Ms Stephan said there were heavy vehicles using the road, which was probably causing even more damage.

“There are so many trucks on that road that should probably be using the bypass,” she said.

“It should have been high up on council’s priority list – they have had long enough to fix it, it’s such a busy road and should not be just left like that.”

Residents say there is no way for drivers running the lights to see what is coming around the corner.

Residents say there is no way for drivers running the lights to see what is coming around the corner.

Scenic Rim Mayor Greg Christensen said the road is one of many in need of repair.

“Like many other roads across the Scenic Rim, Bromelton House Road sustained damage as a result of ex-Tropical Cyclone Debbie last year,” he said.

“As a region, we have 1800 kilometres of road to maintain and more than 500 kilometres of our road network was damaged during last year's flood event.

“Since then, we have been working through a systematic program to rectify this while carrying out our normal maintenance program across the region.

“I appreciate that, for many, the pace of restoration might seem slow but since April last year we have increased our capacity from three to seven repair crews, along with two contract crews from time to time.

“However, we still have a major task ahead of us.

“Works are currently underway at multiple sites on Bromelton House road to repair these associated pavement failures. 

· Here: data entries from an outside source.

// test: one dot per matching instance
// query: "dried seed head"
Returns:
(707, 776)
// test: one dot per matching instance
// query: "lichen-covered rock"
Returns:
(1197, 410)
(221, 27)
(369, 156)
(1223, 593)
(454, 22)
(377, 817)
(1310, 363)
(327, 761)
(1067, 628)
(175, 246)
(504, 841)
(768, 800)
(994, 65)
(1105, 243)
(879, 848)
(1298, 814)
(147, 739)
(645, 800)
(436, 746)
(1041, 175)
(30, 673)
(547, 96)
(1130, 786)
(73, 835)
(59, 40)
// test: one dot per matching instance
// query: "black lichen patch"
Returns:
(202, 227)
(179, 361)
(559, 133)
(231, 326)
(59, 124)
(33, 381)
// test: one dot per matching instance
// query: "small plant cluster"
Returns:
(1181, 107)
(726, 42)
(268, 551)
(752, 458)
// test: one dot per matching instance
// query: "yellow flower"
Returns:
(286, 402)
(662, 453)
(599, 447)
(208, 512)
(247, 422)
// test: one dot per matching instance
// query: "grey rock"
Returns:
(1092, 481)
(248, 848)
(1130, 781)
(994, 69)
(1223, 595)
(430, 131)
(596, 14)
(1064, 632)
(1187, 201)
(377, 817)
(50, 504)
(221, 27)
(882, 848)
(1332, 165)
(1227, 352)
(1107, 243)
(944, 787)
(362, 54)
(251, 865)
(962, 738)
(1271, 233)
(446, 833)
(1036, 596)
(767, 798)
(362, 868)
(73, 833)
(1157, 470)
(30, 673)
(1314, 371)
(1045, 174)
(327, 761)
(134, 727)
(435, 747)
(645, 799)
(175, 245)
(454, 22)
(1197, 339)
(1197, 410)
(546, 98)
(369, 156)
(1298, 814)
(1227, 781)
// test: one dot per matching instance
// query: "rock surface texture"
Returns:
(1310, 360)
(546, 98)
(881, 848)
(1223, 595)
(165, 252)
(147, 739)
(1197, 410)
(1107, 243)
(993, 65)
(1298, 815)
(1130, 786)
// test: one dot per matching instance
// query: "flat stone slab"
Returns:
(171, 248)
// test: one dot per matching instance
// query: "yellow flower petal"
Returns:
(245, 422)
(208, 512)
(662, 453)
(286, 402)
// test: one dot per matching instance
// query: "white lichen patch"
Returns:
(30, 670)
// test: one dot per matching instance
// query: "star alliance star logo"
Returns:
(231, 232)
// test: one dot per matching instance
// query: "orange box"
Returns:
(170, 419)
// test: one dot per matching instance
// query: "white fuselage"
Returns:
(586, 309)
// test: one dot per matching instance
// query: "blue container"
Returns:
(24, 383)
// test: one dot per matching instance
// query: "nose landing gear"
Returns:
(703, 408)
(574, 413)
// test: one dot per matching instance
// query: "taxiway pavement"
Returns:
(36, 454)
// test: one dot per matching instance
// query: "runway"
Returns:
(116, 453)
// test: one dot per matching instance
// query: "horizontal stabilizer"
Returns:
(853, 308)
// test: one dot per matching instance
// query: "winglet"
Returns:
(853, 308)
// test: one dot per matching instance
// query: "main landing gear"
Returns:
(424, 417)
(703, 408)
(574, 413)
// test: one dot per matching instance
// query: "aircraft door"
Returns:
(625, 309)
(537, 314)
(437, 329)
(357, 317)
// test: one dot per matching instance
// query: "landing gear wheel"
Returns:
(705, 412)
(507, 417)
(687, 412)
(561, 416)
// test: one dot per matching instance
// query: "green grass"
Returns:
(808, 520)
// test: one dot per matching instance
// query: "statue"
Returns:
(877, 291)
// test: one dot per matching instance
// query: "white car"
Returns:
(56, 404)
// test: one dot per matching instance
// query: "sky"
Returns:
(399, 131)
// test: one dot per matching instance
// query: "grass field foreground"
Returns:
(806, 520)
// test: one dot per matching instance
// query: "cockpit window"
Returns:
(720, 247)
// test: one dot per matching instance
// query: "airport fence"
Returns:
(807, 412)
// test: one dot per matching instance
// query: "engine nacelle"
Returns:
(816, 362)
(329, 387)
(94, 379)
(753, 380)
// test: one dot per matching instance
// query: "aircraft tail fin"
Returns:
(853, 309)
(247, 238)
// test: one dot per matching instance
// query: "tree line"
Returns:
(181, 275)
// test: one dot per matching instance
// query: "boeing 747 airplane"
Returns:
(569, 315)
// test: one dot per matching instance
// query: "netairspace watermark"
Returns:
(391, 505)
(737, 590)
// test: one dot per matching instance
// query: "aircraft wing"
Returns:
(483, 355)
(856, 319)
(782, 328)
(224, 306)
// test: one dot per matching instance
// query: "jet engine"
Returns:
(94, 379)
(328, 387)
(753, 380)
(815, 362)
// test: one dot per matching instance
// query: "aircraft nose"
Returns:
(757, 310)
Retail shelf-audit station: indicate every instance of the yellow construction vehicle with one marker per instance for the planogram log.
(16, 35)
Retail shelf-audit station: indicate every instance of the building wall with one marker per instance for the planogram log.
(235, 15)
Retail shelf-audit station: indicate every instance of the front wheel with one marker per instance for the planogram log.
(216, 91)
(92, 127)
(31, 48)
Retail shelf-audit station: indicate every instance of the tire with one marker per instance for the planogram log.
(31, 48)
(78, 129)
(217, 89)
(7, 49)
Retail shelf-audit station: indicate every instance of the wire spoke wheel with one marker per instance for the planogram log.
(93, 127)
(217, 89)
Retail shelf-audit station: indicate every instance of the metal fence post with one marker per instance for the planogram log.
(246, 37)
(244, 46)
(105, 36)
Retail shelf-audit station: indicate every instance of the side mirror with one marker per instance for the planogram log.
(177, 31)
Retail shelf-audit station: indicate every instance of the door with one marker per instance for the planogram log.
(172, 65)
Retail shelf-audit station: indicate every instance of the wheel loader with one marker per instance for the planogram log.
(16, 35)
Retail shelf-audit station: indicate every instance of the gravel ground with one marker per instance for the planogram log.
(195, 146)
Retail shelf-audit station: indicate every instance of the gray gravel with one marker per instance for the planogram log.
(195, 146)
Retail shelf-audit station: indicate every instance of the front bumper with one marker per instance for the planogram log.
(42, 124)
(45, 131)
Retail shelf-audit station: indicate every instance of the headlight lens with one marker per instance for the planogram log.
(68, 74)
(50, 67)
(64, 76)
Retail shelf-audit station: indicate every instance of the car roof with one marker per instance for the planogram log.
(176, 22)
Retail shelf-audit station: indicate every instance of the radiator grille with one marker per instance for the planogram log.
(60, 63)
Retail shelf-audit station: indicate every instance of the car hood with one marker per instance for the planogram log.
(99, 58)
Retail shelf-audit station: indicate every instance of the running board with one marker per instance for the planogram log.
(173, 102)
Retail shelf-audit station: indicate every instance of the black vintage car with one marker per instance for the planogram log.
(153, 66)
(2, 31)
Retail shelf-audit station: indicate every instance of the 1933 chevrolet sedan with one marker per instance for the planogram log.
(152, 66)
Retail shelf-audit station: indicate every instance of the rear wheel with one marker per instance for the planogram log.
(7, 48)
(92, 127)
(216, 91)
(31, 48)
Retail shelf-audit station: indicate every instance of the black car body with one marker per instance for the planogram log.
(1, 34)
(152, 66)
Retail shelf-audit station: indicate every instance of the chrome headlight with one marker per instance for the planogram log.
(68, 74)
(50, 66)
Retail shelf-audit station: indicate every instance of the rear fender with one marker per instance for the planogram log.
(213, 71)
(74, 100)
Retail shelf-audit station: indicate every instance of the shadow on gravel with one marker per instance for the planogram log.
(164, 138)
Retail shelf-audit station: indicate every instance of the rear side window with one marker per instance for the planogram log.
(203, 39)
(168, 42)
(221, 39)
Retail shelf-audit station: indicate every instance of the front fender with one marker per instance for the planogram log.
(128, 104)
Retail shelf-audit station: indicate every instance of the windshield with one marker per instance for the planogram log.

“Council has undertaken immediate repairs to a culvert on the southern end of Bromelton House Road and we are working on a solution to reinstate two lanes of traffic in the near future.”

Long time Bromelton resident Pauline Frieberg said she was surprised the road was not on the list of immediate repairs.

“After cyclone Debbie, they put a barrier up and then installed the lights, so it was one of the first road repairs to be started but they have done nothing since,” she said.

“I drive on that road every day to and from work and because it’s on a timer, you sometimes sit there for 10 minutes or so waiting for it to change.

“It’s too long for that little bit of road.

“It is dangerous when people go through the red light but what also happens is, drivers see the light is green from a distance and then speed up to try and get through before it turns red.

“I was here for five minutes this morning and saw a B-double and garbage truck just drive straight through the red light.

“Those lights have been there long enough and I just think they should fix the road.

“If they are not going to fix it maybe they could put a give way sign there instead of the lights.”